# REPORT
This document outlines the steps taken to clean and preprocess the dataset `train.csv` used in the prediction of CHD. It also contains a summary of findings as well as recommendations.

## DATA CLEANING AND TRANSFORMATION

Libraries used: 
pandas, numpy, matplotlib, seaborn, sklearn and ydata_profiling.

*STEP 1:*
Dataset was imported using pandas.

*STEP 2:*
Initial inspection was conducted using pandas and automated EDA via ydata_profiling.

*STEP 3:*
Seven numeric columns with missing data were identified.

*STEP 4:*
A binary feature was created to highlight missing data from one of the columns, _glucose_, seeing as it had almost 10% of data missing.

*STEP 5:*
Missing data were filled with median using sklearn's SimpleImputer.

*STEP 6:*
Columns with float datatype but containing only whole numbers were identified and converted to int for memory efficiency and clarity

*STEP 7:*
Outliers were identified in *twelve* columns and retained as they represented rare but valid cases.

*STEP 8:*
Cleaned dataset, ready for modeling, was exported using pandas.

*STEP 9:*
Data was split

*STEP 10:*
- Columns with outliers representing a meaningful minority class were retained.
- _age_ and _education_ features were scaled using StandardScaler.
- Other numeric features with outliers were scaled using RobustScaler.
- Categorical features were encoded using OneHotEncoder to preserve nominal classification.

## SUMMARY OF FINDINGS 

#### Key insights gained from analysis:

1. **Important Predictors of CHD:**
   * History of stroke played the most important role in predicting CHD risk.
   * Features such as _age_, _cigsPerDay_, _sysBP_, _diabetes_, _prevalentHyp_ and _sex_M_ were highly influential as well.
   * Missing glucose values are also useful in the prediction of CHD risk.

     
2. **Effectiveness of Data Cleaning and Imputation:**
   * Median imputation helped manage missing data without introducing bias.
   * Outlier detection was considered, particularly for numerical features.
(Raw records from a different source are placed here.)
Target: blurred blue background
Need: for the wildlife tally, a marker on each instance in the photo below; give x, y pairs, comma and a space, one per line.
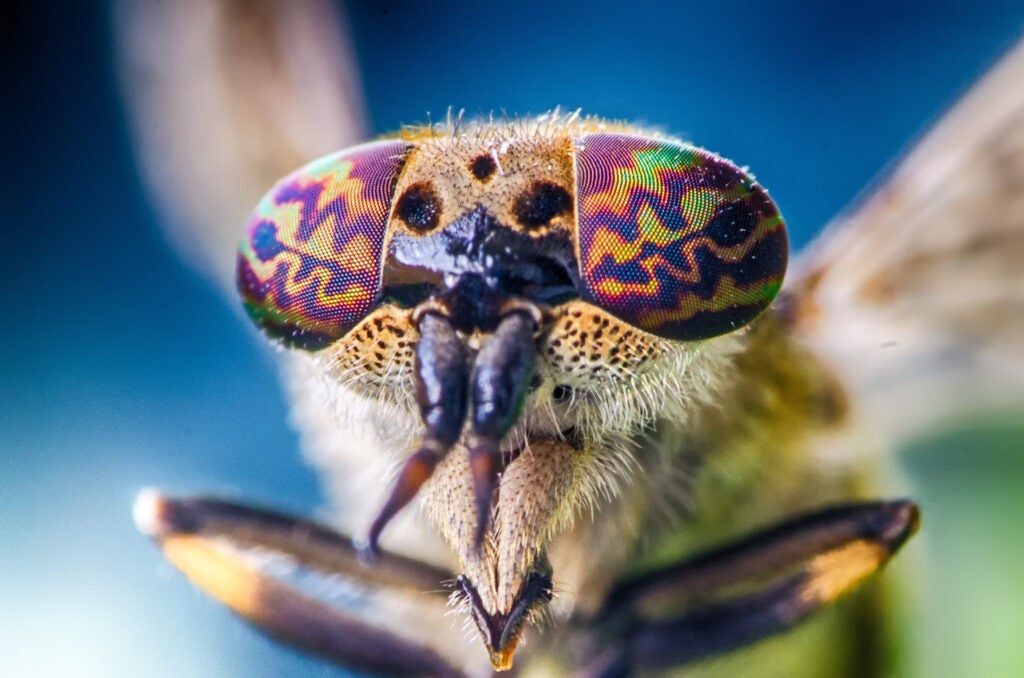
120, 368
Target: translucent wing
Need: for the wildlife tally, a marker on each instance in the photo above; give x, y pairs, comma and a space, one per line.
919, 292
226, 97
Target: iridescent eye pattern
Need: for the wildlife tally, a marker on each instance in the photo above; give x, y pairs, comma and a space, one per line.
309, 267
673, 239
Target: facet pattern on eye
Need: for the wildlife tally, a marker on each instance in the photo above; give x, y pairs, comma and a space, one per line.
673, 239
309, 266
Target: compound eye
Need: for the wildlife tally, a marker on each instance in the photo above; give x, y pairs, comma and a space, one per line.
309, 267
674, 240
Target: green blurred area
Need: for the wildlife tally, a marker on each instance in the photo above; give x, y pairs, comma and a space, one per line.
966, 569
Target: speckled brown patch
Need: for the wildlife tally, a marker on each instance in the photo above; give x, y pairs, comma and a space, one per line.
586, 344
378, 352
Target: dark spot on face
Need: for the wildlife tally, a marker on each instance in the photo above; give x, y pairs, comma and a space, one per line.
483, 167
419, 207
541, 203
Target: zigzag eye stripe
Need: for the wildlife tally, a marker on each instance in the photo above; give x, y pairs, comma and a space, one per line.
309, 267
673, 239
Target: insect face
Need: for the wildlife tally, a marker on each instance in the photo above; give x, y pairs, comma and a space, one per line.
514, 290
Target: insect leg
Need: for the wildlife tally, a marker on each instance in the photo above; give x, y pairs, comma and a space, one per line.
213, 542
795, 568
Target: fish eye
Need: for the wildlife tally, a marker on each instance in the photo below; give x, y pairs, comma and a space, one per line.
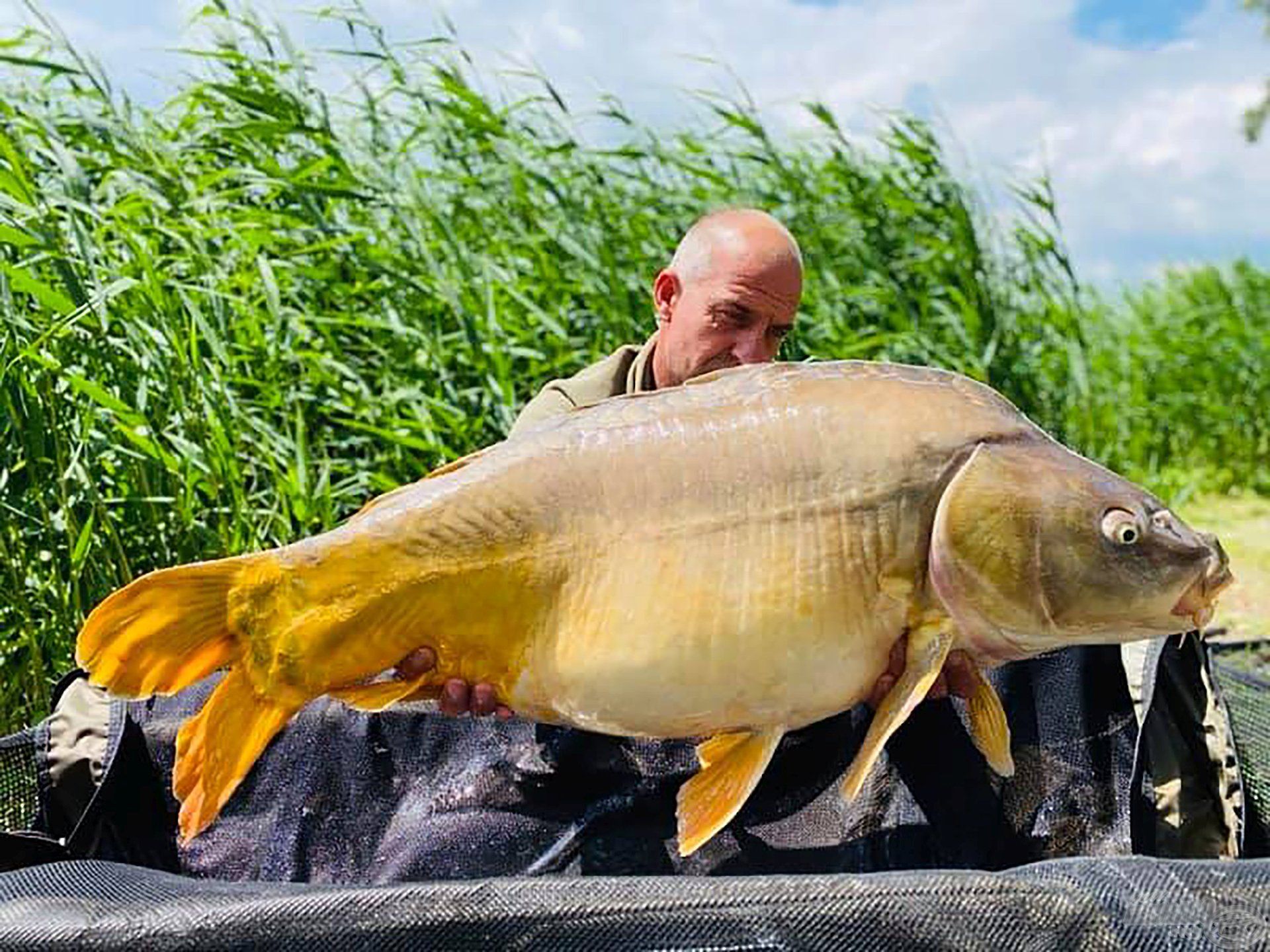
1122, 527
#### How they can be used to inform public health initiatives or personalized medical interventions for CHD prevention:
1. **Informing Public Health Initiatives:**

   * **Targeted Interventions:** Risk factors like rate of smoking, high blood pressure and diabetes prevalence suggest targeted education and intervention campaigns especially towards males
   * **Resource Allocation:** Public health resources can be concentrated on populations with key risk markers (e.g., elderly with elevated systolic BP).

2. **Personalized Medical Interventions:**

   * **Early Screening Programs:** Individuals with early risk factors can be flagged for regular cardiovascular monitoring.
   * **Tailored Lifestyle Plans:** Personalized recommendations can be generated from the model output (e.g., cholesterol management, smoking cessation, diet for diabetics).

## FUTURE DIRECTIONS

#### Ways in which the model can  be improved in the future and additional features which may enhance its predictive power:
1. **Model Enhancements:**

   * **Incorporate Temporal Data:** Longitudinal health data (e.g., changes in BP, BMI over time) could improve predictions.
   * **Training with balanced classes or better handling of imbalanced classes:** If the CHD class is balanced, it could easily prevent bias. If the CHD class is imbalanced, Resampling techniques or class-weighted models can improve sensitivity and reduce false negatives.


2. **Additional Predictive Features:**

   * **Family history of CHD**
   * **Physical activity levels**
   * **Socioeconomic status or geographic location**
   * **Dietary habits and alcohol consumption**

#### How the model can be integrated into healthcare systems for early detection of CHD
  
1. **Electronic Health Record (EHR) Integration:**

   * The trained model can be embedded into EHR systems to run predictions during routine checkups or hospital visits.
   * Automatic flagging of high-risk patients enables real-time decision support for physicians.

2. **Mobile and Wearable Integration:**

   * With the rise of wearable health monitors, patient data (e.g., heart rate, activity) can feed directly into the model for continuous CHD risk assessment.

3. **Remote Risk Assessment Tools:**

   * Deploy as a web or mobile app allowing users to assess their CHD risk based on self-reported or synced health data.

4. **Clinical Decision Support:**

   * Doctors can use model outputs to justify further diagnostic testing or preventive therapies.